A l’heure de la mondialisation, il est indispensable que chaque candidat ait une politique internationale définie. Le FN ne fait pas exception et propose un positionnement auquel les JRG sont opposés.

La sortie de l’Union Européenne 

Marine Le Pen propose, à la suite d’un référendum, la sortie de la France de l’Union Européenne. L’Europe traverse actuellement une crise politique sans précédent. La tentation du discours eurosceptique attire de plus en plus de personnes qui, parfois à juste titre, ne comprennent pas le fonctionnement de l’Union Européenne.

Favorable à une Europe fédérale, citoyenne et solidaire nous ne pouvons que lutter contre le Frexit. Cela ne nous empêche pas d’avoir des propositions critiques pour rapprocher les citoyens des institutions européennes et les rendre plus démocratiques. Ne faisons pas une croix sur l’Europe !

Les pertes économiques et sociales que causerait le départ de la France seraient désastreuses. Encore une fois, il nous faut rappeler que l’Union Européenne est le dessein positif issu de la Seconde Guerre Mondiale, garante jusqu’ici du maintien de la paix sur le continent.

Un rapport néo-colonialiste avec l’Afrique 

Dans un livret disponible sur le site du Front National, le parti veut soutenir les États Africains afin de les solidifier économiquement et institutionnellement, car en 2050 il y aura “400 millions de jeunes entre 16-24 ans” et ceux qui ne trouveront pas leur place immigreront “en masse” en France, ou alors “ils prendront ce qui leur est dû dans la violence, dans l’anarchie ou sous la coupe de seigneurs de guerre, de bandes criminelles ou de groupes djihadistes”. On retrouve à travers un langage lisse un discours nauséabond propre à l’extrême droite.

Marine Le Pen ne veut tellement pas d’immigration en France qu’elle est prête à augmenter significativement l’aide versée aux pays africains : 0,7% de la richesse nationale sous forme d’aides au développement de l’agriculture et de l’éducation.

Pour cela, Marine Le Pen prévoit même de créer “une structure ministérielle unique pour le développement, la solidarité et les sécurités”. Si ces propositions pourraient sembler positives, elles sont loin d’être le symbole d’une solidarité volontaire : leur justification est d’abord paternaliste, stigmatisante et anti-immigration. De plus, ces aides seraient conditionnées au contrôle de la France sur la gestion financière de ces fonds, et à une priorité donnée aux entreprises françaises dans ces pays. Le Front National propose ainsi une vision néo-colonialiste sous couvert de « coopération ».

Les relations internationales du Front National : Trump et Poutine

Si elle souhaite quitter l’Union Européenne, le FN sollicite malgré tout une alliance “Paris-Berlin-Moscou”. Les liens entre le Front National et la Russie de Poutine sont forts. Un symbole visible est la déclaration favorable de Marine Le Pen sur l’annexion de la Crimée. De plus, il a été établi que le parti a emprunté à deux banques russes liées au pouvoir environ 11 millions d’euros. La question de l’indépendance de l’État français, si le FN venait au pouvoir, est préoccupante.

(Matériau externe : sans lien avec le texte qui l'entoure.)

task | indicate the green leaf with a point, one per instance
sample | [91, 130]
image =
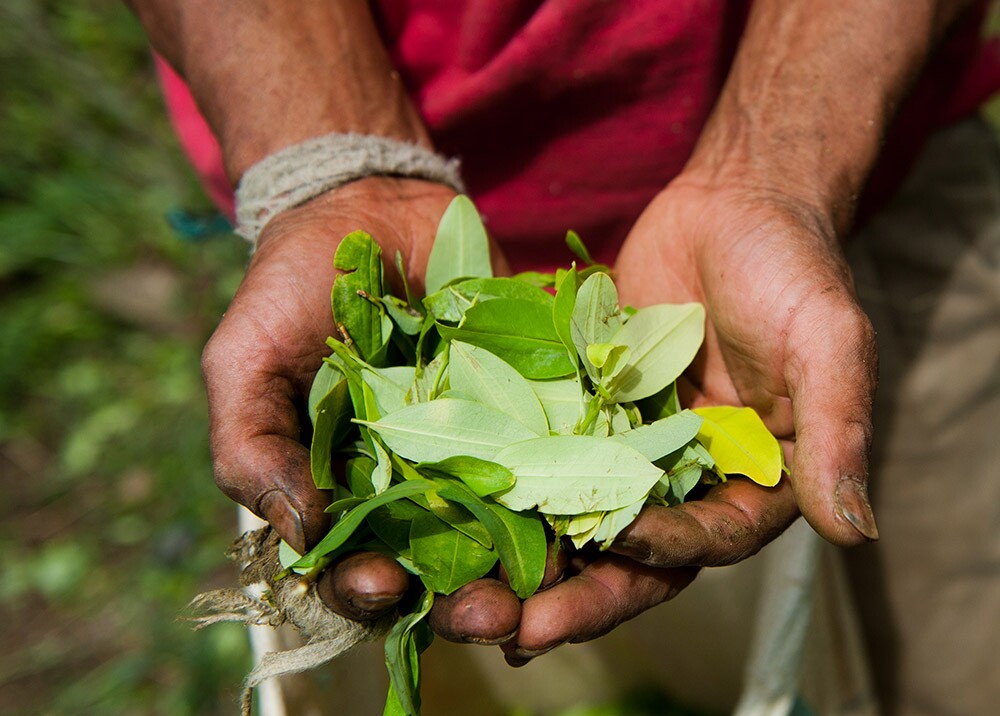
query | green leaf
[618, 421]
[326, 377]
[443, 428]
[482, 476]
[423, 381]
[520, 332]
[613, 522]
[359, 476]
[455, 515]
[382, 474]
[342, 531]
[536, 278]
[408, 319]
[444, 557]
[403, 646]
[391, 523]
[596, 317]
[492, 381]
[739, 442]
[411, 297]
[451, 302]
[562, 311]
[360, 258]
[563, 403]
[388, 386]
[573, 474]
[461, 248]
[580, 528]
[518, 538]
[663, 437]
[608, 359]
[575, 244]
[664, 340]
[331, 425]
[660, 405]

Le soutien de Marine Le Pen au candidat américain « Républicain » est apparu comme une évidence. Donald Trump a tout pour plaire au FN. Sa victoire a été perçue, notamment pour la Présidente du Front National, comme une véritable victoire d’un « outsider » sur l’élite américaine. Quand on sait que Donald Trump est un pur produit du fameux « système » américain et de son élite… Tout ce que le FN prétend combattre en France !

Le Front National en copinage avec les partis européens d’extrême-droite

Geert Wilders, chef du parti hollandais Parti pour la liberté. La particularité de ce parti est qu’il ne possède qu’un seul adhérent, le chef lui-même, ce qui lui permet de financer son parti avec des fonds exclusivement privés et d’être opaque sur les donations qu’il perçoit.

Heinz-Cristian Strache, chef du FPÖ en Autriche. Ce parti nationaliste et populiste considérait en 1991 que le Troisième Reich avait été plus efficace que le gouvernement de l’époque dans la politique de l’emploi.

Janusz Korwin-Mikke, député européen du Congrès de la Nouvelle Droite (KNP) jusqu’en 2015, parti polonais allié au FN au Parlement Européen, qui affirmait en séance que « les femmes doivent gagner moins car elles sont moins intelligentes ».

Voici un aperçu des partenaires principaux de la France, si le FN arrivait au pouvoir, qui ont en commun de prôner une Europe uniquement conservatrice, blanche et chrétienne.

Les Jeunes Radicaux de Gauche refusent cette vision réductrice et nostalgique de l’Europe.